Welcome!

Cloud Expo Authors: Michelle Drolet, Kevin Benedict, Pat Romanski, Elizabeth White, Paige Leidig

Related Topics: Cloud Expo

Cloud Expo: Blog Post

The Economics of Big Data: Why Faster Software is Cheaper

Faster means better and cheaper - lower latency and lower cost!

In big data computing, and more generally in all commercial highly parallel software systems, speed matters more than just about anything else. The reason is straightforward, and has been known for decades.

Put very simply, when it comes to massively parallel software of the kind need to handle big data, fast is both better AND cheaper. Faster means lower latency AND lower cost.
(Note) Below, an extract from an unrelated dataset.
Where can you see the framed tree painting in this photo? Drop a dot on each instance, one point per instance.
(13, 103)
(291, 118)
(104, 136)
At first this may seem counterintuitive. A high-end sports car will be much faster than a standard family sedan, but the family sedan may be much cheaper. Cheaper to buy, and cheaper to run. But massively parallel software running on commodity hardware is a quite different type of product from a car. In general, the faster it goes, the cheaper it is to run.

Time Is Money
As has been noted many times in the history of computing, if you are a factor of 50x slower, then you will need 50x more nodes to run at the same speed (even assuming perfect parallelization), or your computation will need 50x more time. In either case, it will also be much more likely that you will experience at least one of your nodes crashing during a computation. This is not to argue that automatic fault tolerance and recovery should be ignored in the pursuit of speed, but rather that these two factors need to be carefully balanced. Good design in massively parallel systems is about achieving maximum speed along with the ability to recover from a given expected level of hardware failure, via checkpointing.
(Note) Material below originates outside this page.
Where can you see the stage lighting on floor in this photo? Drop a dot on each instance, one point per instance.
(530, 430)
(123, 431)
The key phrase here is "a given expected level of hardware failure". In certain types of peer-to-peer services which take advantage of idle PC capacity, it is necessary to assume that all machines are extremely unreliable and may go offline at any time. However, in a commercial big data cluster it may be reasonably asssumed that almost all machines will be available almost all of the time. This means that a much more optimistic point in the design space can be chosen, one which is designed much more for speed than for pathological failure scenarios.

The MapReduce model is an example of a model where speed has been sacrificed in a major way in order to achieve scalability on very unreliable hardware. As we have noted, while this is acceptable in certain types of free peer-to-peer services, it is much less acceptable in commercial big data systems deployed at scale.

Google, the inventors of the model, were the first to recognize the throughput and latency problems with the MapReduce model. To get the realtime performance they required, they recently replaced MapReduce in their Google Instant search engine.

The MapReduce model of Apache Hadoop is slow. In fact, it's very slow compared to, for example, the kinds of MPI or BSP clusters that have been routinely used in supercomputing for more than 15 years. On exactly the same hardware, MapReduce can be several orders of magnitude slower than MPI or BSP. By using MPI rather than MapReduce, HadoopBI gives customers the best possible big data solution, not only in terms of performance - massive throughput and extremely low latency - but also in terms of economics. HadoopBI is not just the fastest Big Data BI solution, it is also the cheapest at scale.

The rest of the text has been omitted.